Other solutions are hitting the market. A new email app called Mailbox will work with Apple iPhones and Gmail. The company behind the app said it plans to eventually add other devices and email providers.

"Evidence suggests that inboxes became simply overloaded by frequent communications," said MaryAnn Bekkedahl in a statement from Swizzle. Bekkedahl is a member of National Association of Professional Organizers, a group I would not fit in well with, by the way.

I once accidentally deleted my entire inbox. There were a few minutes of panic, and then I dialed IT support to recover what was lost. However, as the phone began to ring, I paused, then hung up. Let 'em go. Let 'em all goooooo.... It was very freeing. I recommend it.

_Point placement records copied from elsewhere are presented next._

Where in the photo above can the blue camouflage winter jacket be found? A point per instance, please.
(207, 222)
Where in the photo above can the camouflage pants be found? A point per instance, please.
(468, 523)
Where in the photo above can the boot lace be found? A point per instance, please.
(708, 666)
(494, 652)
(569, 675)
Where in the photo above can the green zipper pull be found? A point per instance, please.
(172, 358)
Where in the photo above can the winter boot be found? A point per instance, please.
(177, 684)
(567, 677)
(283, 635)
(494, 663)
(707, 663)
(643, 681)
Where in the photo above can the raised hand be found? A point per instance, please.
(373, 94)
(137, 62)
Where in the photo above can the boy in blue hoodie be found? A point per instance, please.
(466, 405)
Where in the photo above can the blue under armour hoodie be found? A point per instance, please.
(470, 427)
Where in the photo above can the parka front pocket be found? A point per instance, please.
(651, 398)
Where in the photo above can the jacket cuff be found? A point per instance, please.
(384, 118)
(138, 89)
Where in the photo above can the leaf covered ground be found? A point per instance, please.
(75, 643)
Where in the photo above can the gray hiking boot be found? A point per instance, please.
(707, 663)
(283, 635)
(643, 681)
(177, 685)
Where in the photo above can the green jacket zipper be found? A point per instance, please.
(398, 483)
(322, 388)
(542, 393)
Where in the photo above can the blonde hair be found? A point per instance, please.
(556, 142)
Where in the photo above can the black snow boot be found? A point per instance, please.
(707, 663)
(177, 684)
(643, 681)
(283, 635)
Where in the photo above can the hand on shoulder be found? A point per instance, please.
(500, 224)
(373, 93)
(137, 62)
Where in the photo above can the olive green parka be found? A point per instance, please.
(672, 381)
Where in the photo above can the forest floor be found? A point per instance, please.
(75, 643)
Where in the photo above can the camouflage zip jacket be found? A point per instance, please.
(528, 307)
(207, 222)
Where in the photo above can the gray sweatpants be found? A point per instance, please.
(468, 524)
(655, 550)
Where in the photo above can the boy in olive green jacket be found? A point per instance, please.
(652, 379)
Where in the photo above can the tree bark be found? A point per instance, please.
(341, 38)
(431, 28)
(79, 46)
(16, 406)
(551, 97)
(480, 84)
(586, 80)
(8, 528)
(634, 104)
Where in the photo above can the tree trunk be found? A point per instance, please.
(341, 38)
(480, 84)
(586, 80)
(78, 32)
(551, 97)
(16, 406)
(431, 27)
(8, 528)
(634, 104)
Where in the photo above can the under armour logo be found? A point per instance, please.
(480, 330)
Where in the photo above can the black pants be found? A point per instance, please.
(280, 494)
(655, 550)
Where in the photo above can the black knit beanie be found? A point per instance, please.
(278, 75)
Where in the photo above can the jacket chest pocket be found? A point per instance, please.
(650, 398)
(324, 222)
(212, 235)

In fact, Thursday is "clean out your inbox day." Why have an official day in January? Bekkedahl figures it's a good time for resolutions, plus "all that online shopping for the holidays leads to a bit of 'inbox hangover'." She said, "We encourage everyone to take three minutes to clean up their inbox."

THREE MINUTES? That won't even get me through today's flood.

(Read More: Tidy Up! It's National Clean Off Your Desk Day.)

The only real solution may be no email at all. Maybe direct messaging and texting can migrate from personal communications to corporate. Texting usually costs money, which could discourage profligate emailers from overwhelming my smartphone. I wonder what the "Big Data vendor market perception" is of THAT.